I would personally avoid a magic value for unknown table hashes but just not have it (optional<uint32_t>)

bloerwald commented 6 years ago

I wouldn’t mention dbc Name in file. Then again, mentioning table hash is just the same. It is probably fine having either.

bloerwald commented 6 years ago

The m_ prefix and _lang suffix comes from blizzard, not c or my drunk brain. I generally prefer having stuff as close as possible to their stuff, so I decided to keep it on wiki.

bloerwald commented 6 years ago

Build/version, filename, tablehash and layouthash, column count, all have one common property: they can merely act as a heuristic for the parsers. A viewer can try to infer a definition to use based on them, but in the end none of those are guaranteed to result in the right definition unless the user picks it manually. I’m all in for having all of the information available, so add tablehash and layouthash if available. I just wanted to state that I don’t think that one of them alone should be the primary identifier of a definition.

bloerwald commented 6 years ago

I agree on not adding complex types like c3vector, yet bitfields and enums have huge Information other than bitcount that integers would have. Feel free to use them as an alias for integers in your implementation, but I strongly suggest to not throw away that information, seeing that we have it.

justMaku commented 6 years ago

I want to throw in a third option: abuse git. One commit per build. Branches per major. git rebase -i && git push -f if you actually do a change.
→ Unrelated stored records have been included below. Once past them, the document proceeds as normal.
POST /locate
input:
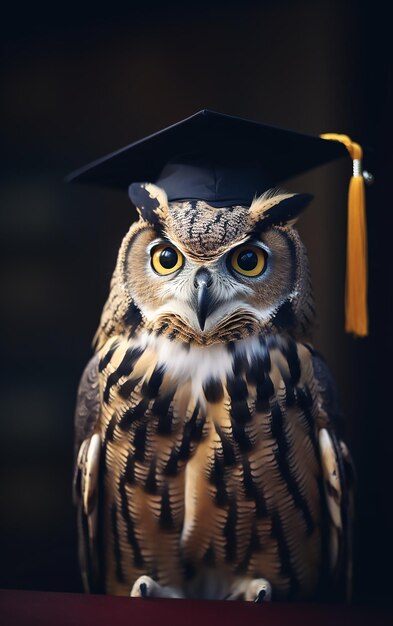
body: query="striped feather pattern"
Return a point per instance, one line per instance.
(219, 479)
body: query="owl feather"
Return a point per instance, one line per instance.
(210, 462)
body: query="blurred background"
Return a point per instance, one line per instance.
(77, 83)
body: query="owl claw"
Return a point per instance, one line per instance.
(146, 587)
(260, 597)
(143, 590)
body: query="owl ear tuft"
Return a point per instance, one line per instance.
(150, 201)
(279, 208)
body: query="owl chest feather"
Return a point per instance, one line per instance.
(210, 462)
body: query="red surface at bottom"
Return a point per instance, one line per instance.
(55, 609)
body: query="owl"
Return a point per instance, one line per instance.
(209, 458)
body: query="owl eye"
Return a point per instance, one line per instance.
(166, 259)
(248, 260)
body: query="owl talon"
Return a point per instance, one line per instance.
(146, 587)
(143, 590)
(260, 597)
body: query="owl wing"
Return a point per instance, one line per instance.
(338, 478)
(87, 476)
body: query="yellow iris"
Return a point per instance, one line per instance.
(166, 259)
(248, 260)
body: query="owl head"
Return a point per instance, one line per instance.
(203, 275)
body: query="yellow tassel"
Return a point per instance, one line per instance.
(356, 316)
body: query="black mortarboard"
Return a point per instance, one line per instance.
(209, 156)
(228, 161)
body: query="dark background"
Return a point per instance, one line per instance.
(80, 82)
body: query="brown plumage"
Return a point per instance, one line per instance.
(209, 464)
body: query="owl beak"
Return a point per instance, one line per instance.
(202, 283)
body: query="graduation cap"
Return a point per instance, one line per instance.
(228, 161)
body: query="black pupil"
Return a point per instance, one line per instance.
(168, 258)
(247, 260)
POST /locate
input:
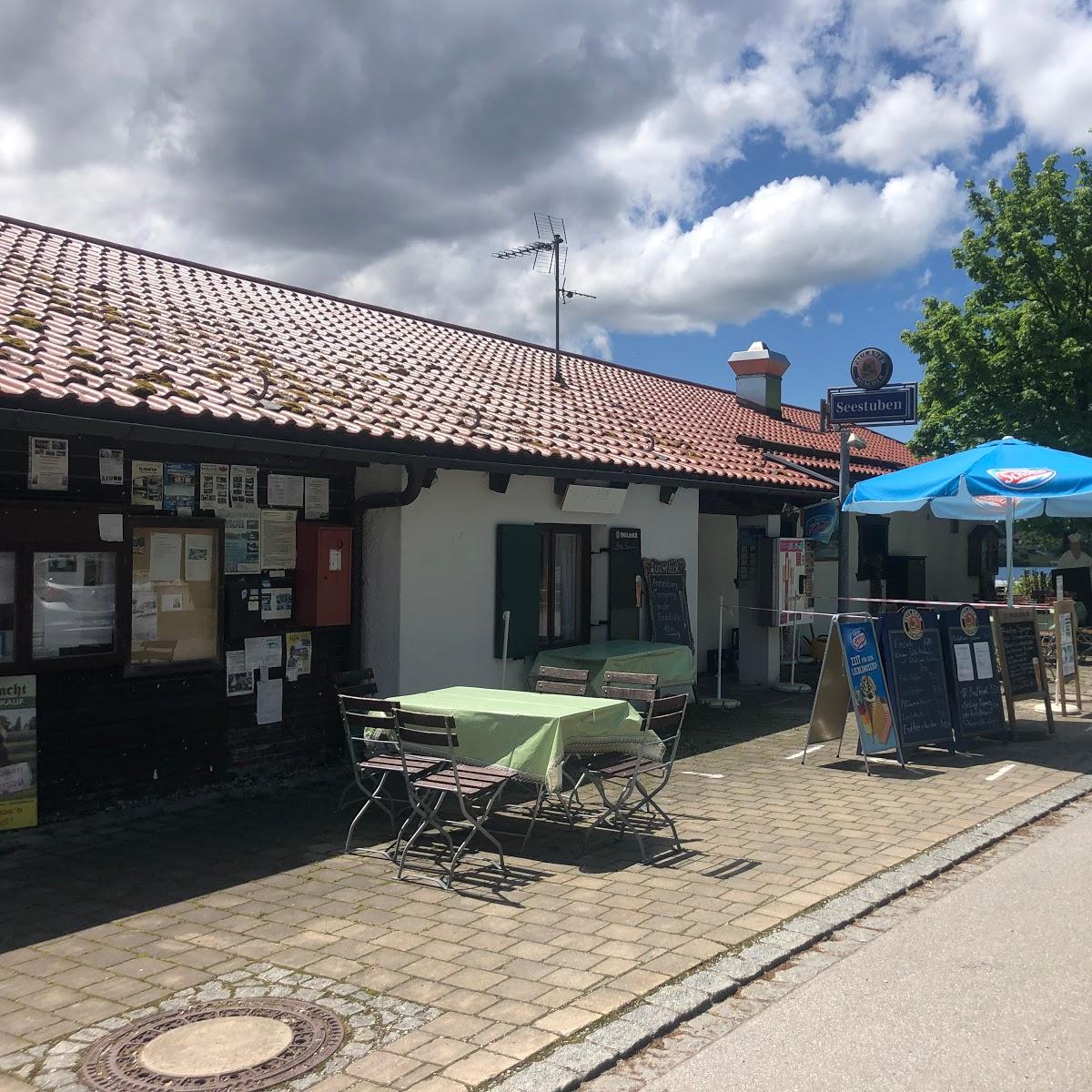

This would force you to resolve conflicts, meaning that if you add a name, you have to ensure it is matching all versions after that. It would not force you to verify to the earliest version, but at least for the past.

This would make collaboration super complicated in case we want to go back: for example adding names to previously unknown columns. Rewriting history is never a good idea in a distributed system like git.

bloerwald commented 6 years ago

Rewriting history is never a good idea in a distributed system like git.

I agree and wanted to throw it in just for sake of completeness in discussion.

MMOSimca commented 6 years ago

I do agree with this. I really like LayoutHash, and I wish we could use it as the primary definition, but we can't. For starters, DBCache.bin is just as important to support, and it only lists build number in its header. Beyond that, there is the layout hash non-recalculation issue with pure array resizes that was mentioned earlier.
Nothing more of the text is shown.